The present invention relates to the field of systems monitoring and in particular to the automated, continuous analysis of the condition of a system.
Systems monitoring is applicable to fields as diverse as the monitoring of machines, or the monitoring of human patient's vital signs in the medical field, and typically such monitoring is conducted by measuring the state of the system using a plurality of sensors each measuring some different parameter or variable of the system. To assist in the interpretation of the multiple signals acquired from complex systems, developments over the last few decades have led to automated analysis of the signals with a view to issuing an alarm to a human user or operator if the state of the system departs from normality. A basic and traditional approach to this has been to apply a threshold to each of the individual sensor signals, with the alarm being triggered if any, or a combination of, these single-channel thresholds is breached. However, it is often difficult to set such thresholds automatically at a point which on the one hand provides a sufficiently safe margin by alarming reliably when the system departs from normality, but on the other hand does not generate too many false alarms, which leads to alarms being ignored. Further, such single-channel thresholds do not allow for situations where the system is in an abnormal state as indicated by an abnormal combination of signals from the sensors even though each individual signal is within its individual single-channel threshold.
Consequently more recently techniques have been developed which assess the state of a system relative to a model of normal system condition, with a view to classifying data from the sensors as normal or abnormal with respect to the model. Such novelty detection, or 1-class classification, is particularly well-suited to problems in which a large quantity of examples of normal behaviour exist, such that a model of normality may be constructed, but where examples of abnormal behaviour are rare, such that a traditional multi-class approach cannot be taken. Novelty detection is therefore useful in the analysis of data from safety-critical systems such as jet engines, manufacturing processes, or power-generation facilities, which spend the majority of their operational life in a normal state, and which exhibit few, if any, failure conditions. It is also applicable in the medical field, where human vital signs are treated in the same way.

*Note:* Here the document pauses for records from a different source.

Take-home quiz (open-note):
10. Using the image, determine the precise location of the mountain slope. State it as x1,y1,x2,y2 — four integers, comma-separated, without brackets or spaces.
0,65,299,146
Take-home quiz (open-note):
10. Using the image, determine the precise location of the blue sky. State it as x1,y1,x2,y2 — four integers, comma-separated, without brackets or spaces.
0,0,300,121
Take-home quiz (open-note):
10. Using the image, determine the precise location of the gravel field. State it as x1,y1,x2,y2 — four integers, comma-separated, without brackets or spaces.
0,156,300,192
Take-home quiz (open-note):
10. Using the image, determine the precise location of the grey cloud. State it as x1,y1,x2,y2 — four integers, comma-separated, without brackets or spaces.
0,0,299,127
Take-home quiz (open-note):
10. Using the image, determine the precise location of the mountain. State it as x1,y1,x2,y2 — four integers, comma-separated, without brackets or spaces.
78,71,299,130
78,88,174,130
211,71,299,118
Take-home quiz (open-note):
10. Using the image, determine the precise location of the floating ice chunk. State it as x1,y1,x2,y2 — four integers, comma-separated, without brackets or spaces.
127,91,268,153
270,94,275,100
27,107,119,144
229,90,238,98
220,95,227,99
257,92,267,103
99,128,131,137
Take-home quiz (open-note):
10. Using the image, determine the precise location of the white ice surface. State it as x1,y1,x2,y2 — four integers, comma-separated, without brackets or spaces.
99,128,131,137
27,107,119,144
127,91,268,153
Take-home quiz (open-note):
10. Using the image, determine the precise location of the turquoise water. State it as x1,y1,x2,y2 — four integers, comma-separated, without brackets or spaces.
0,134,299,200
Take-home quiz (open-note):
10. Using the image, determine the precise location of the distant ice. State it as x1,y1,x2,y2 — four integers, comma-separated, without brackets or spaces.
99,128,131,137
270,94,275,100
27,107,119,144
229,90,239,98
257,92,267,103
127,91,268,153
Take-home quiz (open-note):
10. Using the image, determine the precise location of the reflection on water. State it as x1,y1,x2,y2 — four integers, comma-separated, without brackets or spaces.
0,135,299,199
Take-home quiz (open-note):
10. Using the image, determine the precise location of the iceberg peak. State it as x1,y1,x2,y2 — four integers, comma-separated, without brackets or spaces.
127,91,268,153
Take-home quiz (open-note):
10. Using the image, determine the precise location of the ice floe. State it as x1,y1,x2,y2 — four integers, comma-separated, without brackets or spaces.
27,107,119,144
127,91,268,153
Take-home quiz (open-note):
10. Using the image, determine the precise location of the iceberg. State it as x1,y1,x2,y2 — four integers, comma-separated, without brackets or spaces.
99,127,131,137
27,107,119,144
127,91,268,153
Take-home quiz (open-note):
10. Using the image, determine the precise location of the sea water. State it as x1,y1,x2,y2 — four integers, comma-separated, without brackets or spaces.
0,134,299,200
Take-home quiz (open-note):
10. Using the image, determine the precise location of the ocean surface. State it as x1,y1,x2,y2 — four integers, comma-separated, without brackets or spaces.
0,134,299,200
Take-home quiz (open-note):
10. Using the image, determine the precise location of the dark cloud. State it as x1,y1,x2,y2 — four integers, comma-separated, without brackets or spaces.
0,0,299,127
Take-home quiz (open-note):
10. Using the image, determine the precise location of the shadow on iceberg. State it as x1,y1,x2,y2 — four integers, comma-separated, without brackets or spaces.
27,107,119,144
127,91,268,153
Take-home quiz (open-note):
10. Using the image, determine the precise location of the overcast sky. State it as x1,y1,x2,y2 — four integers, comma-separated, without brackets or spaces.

As indicated above, novelty detection is performed with respect to a model of normality for the system. Such a model can typically be produced by taking a set of measurements of the system while it is assumed or assessed (e.g. by an expert—such as a doctor in the medical scenario) to be in a normal state (these measurements then being known as the training set) and fitting some analytical function to the distribution of the data. For example, for multivariate and multimodal data the function could be a Gaussian Mixture Model (GMM), Parzen Window Estimator, or other mixture of kernel functions. In this context, multivariate means that there are a plurality of variables—for example each variable corresponds to a measurement obtained from a single sensor or some single parameter of the system and multimodal means that the function has more than one mode (i.e. more than one local maximum in the probability distribution function that describes the distribution of values in the training set). The model of normality can therefore be represented as a probability density function y(x) (the GMM or other function fitted to the training set) over a multidimensional space with each dimension corresponding to an individual variable or parameter of the system.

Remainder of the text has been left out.